I scrambled, glad of any excuse to turn away yet again from the challenge of the walkway.
Nowadays…a simple telephone call. And in those days, too, we had the phone; some of us. But Zachary Gardner hated them. Likewise cars, though he did keep a motorcycle and sidecar for making his rounds. Across the fields and by the copse I sped, aware of faces in the trees but not wasting time looking at them, and through the graveyard and up the cobbled track to the flat crest of the knoll, to where my uncle stood in the doorway in his shirtsleeves, all scrubbed clean again. And I gasped out my message.
Without a word, nodding, he went to the lean-to and started up the bike, and I climbed slowly and dizzily to my attic room, panting my lungs out. I took up my binoculars and watched the shining ribbon of road to the west, until Uncle Zachary’s bike and sidecar came spurting into view, the banging of its pistons unheard at this distance; and I continued to watch him until he disappeared out of sight toward Harden, where a lone spire stood up, half-hidden by a low hill. He came home again at dusk, very quiet, and we heard the next day how Joe Anderson had died that night.
The funeral was five days later at two in the afternoon; I watched for a while, but the bowed heads and the slim, sagging frame of the miner’s widow distressed me and made me feel like a voyeur. So I watched the gypsies picnicking instead.
They were in the field next to the graveyard, but separated from it by a high stone wall. The field had lain fallow for several years and was deep in grasses, thick with clovers and wild flowers. And up in my attic room, I was the only one who knew the gypsies were there at all. They had arrived as the ceremony was finishing and the first handful of dirt went into the new grave. They sat on their coloured blanket in the bright sunlight, faces shaded by their huge hats, and I thought: how odd!
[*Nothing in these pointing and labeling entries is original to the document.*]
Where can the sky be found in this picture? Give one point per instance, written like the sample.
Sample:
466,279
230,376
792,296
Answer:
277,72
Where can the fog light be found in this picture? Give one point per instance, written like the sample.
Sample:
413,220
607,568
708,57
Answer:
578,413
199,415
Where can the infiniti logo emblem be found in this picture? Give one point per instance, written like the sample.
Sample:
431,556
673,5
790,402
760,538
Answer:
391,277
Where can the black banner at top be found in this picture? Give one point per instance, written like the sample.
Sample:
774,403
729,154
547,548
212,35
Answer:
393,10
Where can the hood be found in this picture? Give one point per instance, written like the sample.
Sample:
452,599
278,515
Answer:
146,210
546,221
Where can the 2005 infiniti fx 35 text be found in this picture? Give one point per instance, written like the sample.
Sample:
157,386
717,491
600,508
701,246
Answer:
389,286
For while they had picnic baskets with them, they didn’t appear to be eating. Maybe they were saying some sort of gypsy grace first. Long, silent prayers for the provision of their food. Their bowed heads told me that must be it. Anyway, their inactivity was such that I quickly grew bored and turned my attention elsewhere…
The shock came (not to me, you understand, for I was only on the periphery of the thing, a child, to be seen and not heard) only three days later. The first shock of several, it came first to Harden village, but like a pebble dropped in a still pond its ripples began spreading almost at once.
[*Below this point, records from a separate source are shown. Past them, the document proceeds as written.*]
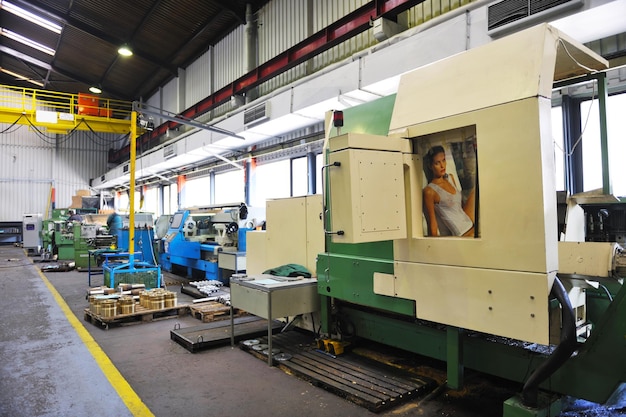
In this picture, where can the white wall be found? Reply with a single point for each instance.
(33, 162)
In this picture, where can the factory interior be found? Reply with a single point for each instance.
(313, 207)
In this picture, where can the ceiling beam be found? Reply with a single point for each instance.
(240, 15)
(70, 21)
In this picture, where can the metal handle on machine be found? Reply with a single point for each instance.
(324, 209)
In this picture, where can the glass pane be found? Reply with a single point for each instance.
(198, 192)
(300, 177)
(229, 187)
(616, 132)
(592, 163)
(559, 150)
(151, 201)
(272, 181)
(319, 162)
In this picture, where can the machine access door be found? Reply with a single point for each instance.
(367, 196)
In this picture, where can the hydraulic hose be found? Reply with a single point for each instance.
(561, 354)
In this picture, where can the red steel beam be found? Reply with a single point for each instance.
(341, 30)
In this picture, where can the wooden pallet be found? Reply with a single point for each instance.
(141, 315)
(212, 311)
(374, 386)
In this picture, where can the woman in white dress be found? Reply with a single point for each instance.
(446, 214)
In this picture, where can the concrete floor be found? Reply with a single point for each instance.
(56, 364)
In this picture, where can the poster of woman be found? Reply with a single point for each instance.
(449, 197)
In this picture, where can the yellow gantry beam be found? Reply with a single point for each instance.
(62, 112)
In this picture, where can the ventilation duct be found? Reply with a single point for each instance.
(256, 115)
(169, 151)
(509, 15)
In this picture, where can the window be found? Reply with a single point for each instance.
(198, 192)
(319, 163)
(559, 148)
(170, 199)
(151, 201)
(272, 181)
(229, 187)
(300, 178)
(592, 162)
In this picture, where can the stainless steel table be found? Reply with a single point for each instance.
(272, 297)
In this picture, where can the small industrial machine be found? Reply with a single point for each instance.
(497, 291)
(90, 237)
(196, 236)
(31, 232)
(58, 236)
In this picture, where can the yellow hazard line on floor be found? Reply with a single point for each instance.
(119, 383)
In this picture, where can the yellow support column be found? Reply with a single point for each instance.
(131, 192)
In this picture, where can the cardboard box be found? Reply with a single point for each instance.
(77, 202)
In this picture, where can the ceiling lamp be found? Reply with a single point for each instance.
(125, 50)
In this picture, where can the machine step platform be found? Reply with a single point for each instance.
(206, 336)
(374, 386)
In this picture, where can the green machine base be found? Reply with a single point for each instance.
(513, 407)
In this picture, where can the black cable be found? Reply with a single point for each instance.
(567, 346)
(606, 290)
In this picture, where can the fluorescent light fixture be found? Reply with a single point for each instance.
(18, 11)
(28, 42)
(125, 50)
(21, 77)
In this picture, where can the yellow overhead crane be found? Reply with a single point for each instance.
(63, 112)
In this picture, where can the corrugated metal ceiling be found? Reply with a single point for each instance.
(164, 35)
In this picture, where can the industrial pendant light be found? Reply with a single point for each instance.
(125, 50)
It was this: the recently widowed Muriel Anderson had committed suicide, drowning herself in the beck under the viaduct. Unable to bear the emptiness, still stunned by her husband’s absence, she had thought to follow him. But she’d retained sufficient of her senses to leave a note: a simple plea that they lay her coffin next to his, in a single grave. There were no children, no relatives; the funeral should be simple, with as few people as possible. The sooner she could be with Joe again the better, and she didn’t want their reunion complicated by crowds of mourners. Well, things were easier in those days. Her grief quickly became the grief of the entire village, which almost as quickly dispersed, but her wishes were respected.
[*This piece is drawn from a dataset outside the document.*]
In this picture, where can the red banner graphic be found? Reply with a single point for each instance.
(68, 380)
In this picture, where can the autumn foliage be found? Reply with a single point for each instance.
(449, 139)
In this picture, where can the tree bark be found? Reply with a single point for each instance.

From my attic room I watched the gravediggers at work on Joe Anderson’s plot, shifting soil which hadn’t quite settled yet, widening the hole to accommodate two coffins. And later that afternoon I watched them climb out of the hole, and saw the way they scratched their heads. Then they separated and went off, one towards Harden on a bicycle, heading for the viaduct shortcut, and the other coming my way, towards the knoll, coming no doubt to speak with my Uncle Zachary. Idly, I looked for the gypsies then, but they weren’t picnicking that day and I couldn’t find them around their caravan. And so, having heard the gravedigger’s cautious knock at the door of the house, and my uncle letting him in, I went downstairs to the latter’s study.